SEC backs plan to curb investment firms' donations

ByABC News
July 23, 2009, 6:38 AM

— -- Private investment advisers and their firms would face new restrictions on campaign contributions to public pension fund officials under a proposed federal crackdown that won provisional approval Wednesday.

The Securities and Exchange Commission unanimously endorsed the proposal amid widening investigations of so-called pay-to-play donations by private equity and hedge fund executives who jockey for lucrative fees to manage some of the more than $2.2 trillion in assets held by public pension funds.

"The selection of investment advisers to manage public plans should be based on merit and the best interests of the plans and their beneficiaries, not the payment of kickbacks or political favors," SEC Chair Mary Schapiro says.

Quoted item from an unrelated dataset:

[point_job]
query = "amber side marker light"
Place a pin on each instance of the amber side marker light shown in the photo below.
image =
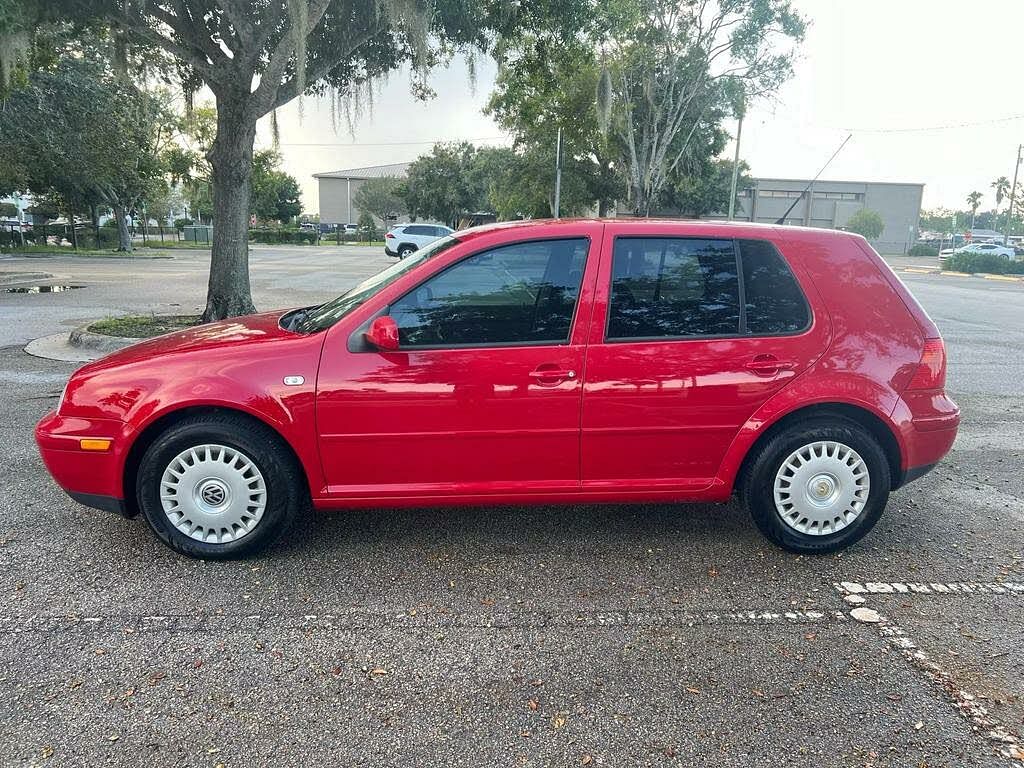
(94, 443)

The crackdown, set for a final decision by the SEC's five commissioners after a 60-day public comment period, would:

Impose a two-year ban on pension fund contracts with paid advisers who have given more than $250 to any public official able to influence the fund's investments. The rule would cover donations to incumbents and challengers, and would apply to investment executives, their firms and some employees.

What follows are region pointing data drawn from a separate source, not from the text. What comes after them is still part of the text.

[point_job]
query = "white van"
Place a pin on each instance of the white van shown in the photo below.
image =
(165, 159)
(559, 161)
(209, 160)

Bar investment advisers and their firms from directing political action committees or intermediaries to give campaign donations to pension fund incumbents or candidates, or to a state or local political party.

Bar investment advisers from paying placement agents, solicitors or other third parties to solicit public pension fund investment business.

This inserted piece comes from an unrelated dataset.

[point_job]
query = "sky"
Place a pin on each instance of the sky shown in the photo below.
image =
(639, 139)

Prohibit indirect campaign contributions to pension fund officials through spouses, lawyers or companies affiliated with investment advisers.

The proposal, which includes a few narrowly tailored exemptions, is similar to restrictions the SEC considered but never enacted in 1999. Repeated pay-to-play allegations in the decade since have raised calls for new restrictions.

New York Attorney General Andrew Cuomo's office this spring filed a criminal case against David Loglisci, one of the state's former top pension fund officials, and Hank Morris, a key political adviser to former state comptroller Alan Hevesi. The two have pleaded not guilty to charges they got millions of dollars to influence New York pension fund investments. The SEC filed a parallel civil case.